Professor Crow began his graduate education with a master’s degree at Columbia University in the late 1920s. This was the period when the Spanish poet Federico García Lorca visited New York and wrote his surrealistic collection Poeta en Nueva York. Lorca was staying in a student dormitory at Columbia, a few doors down the hall from Crow, who was the only other Spanish speaker nearby. Crow became Lorca’s unofficial guide to New York. They coincided again in Madrid, in the Residencia de Estudiantes. Crow’s book on Lorca, titled simply Federico García Lorca (1945), contains autobiographical reminiscences penned by the poet and passed on to Crow by one of his friends, as well as Crow’s own recollections of Lorca in New York. Crow continued his graduate work in Spain, earning his doctorate at the University of Madrid in 1933. Living and studying in Madrid during the second republic, on the eve of the Spanish civil war, being integrated by Lorca into the intellectual ferment of the Residencia de Estudiantes was an invaluable experience.
In 1937 he came to UCLA, where he remained until his retirement in 1974. His career was distinguished. He was twice chair of his department. On one occasion he drew on his student experience in republican Spain, when he was called upon to provide a detailed letter explaining that the appointment of a Spanish Socialist fleeing a repressive dictatorship did not pose a security threat to the United States.
Although his academic formation was marked by the Eurocentrism typical of his time, John Crow made his professional mark as a Latin Americanist. He is one of a few pioneers who elevated the study of Latin American literature and culture to the status of an academic discipline in the “good neighbor” era that began during World War II. He formed part of a distinguished group of scholars who established UCLA as a center of interest in Latin America and laid the foundation for our current eminence in the field.
His landmark Epic of Latin America (Doubleday 1946), itself of epic sweep and grandeur, was one of very first works by a scholar to organize the immense variety—geographical, historical, cultural—of the vast and then generally unknown world south of the United States. It is one of the founding texts of the discipline of Latin American studies. The book oriented several generations of students at UCLA, where it was required for the undergraduate course on Latin American civilization. Crow had a gift for making scholarly writing intelligible and entertaining, with the result that his books have been published by commercial houses and have reached a wide audience outside the academy. Both The Epic of Latin America and the somewhat less fortunate Spain: the Root and the Flower (Harper and Row, 1963) continue to be commercially viable in 2002.

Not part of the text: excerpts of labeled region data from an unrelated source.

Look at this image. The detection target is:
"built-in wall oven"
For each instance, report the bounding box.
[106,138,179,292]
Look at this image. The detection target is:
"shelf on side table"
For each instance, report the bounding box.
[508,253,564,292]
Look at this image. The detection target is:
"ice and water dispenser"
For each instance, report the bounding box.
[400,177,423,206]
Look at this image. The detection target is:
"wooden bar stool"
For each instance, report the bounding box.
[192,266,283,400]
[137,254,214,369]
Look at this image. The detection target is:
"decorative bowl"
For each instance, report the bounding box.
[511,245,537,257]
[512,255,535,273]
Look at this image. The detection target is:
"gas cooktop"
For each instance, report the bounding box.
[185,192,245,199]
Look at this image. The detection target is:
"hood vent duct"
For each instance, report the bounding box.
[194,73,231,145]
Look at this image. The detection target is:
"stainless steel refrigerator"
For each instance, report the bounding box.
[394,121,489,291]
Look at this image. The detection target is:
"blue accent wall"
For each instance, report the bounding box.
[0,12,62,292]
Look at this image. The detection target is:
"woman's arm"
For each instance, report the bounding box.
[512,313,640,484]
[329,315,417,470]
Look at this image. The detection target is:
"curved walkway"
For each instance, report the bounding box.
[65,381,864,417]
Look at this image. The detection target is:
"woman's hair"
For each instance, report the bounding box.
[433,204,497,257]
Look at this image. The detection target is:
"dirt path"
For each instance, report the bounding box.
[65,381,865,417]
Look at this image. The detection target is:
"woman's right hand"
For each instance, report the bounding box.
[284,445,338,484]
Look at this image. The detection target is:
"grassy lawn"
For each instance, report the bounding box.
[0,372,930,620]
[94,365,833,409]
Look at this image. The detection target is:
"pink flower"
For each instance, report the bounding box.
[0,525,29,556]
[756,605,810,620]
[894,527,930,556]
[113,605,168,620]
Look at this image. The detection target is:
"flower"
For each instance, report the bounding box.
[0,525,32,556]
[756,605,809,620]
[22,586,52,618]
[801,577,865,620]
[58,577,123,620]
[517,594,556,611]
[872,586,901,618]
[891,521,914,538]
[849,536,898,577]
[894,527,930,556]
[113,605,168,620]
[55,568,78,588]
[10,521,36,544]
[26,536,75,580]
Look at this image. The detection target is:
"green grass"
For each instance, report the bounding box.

As a teacher, Crow was always active and engaged. He developed and taught a lively undergraduate elective in Hispanic folk music, using a songbook he had prepared featuring folk songs he had gathered from throughout the Spanish-speaking world, including California, where in the nineteenth century they used to sing: “Los yanquis dicen ‘kiss me’, y ellas dicen ‘yes’.” He continued to direct doctoral students well after his retirement.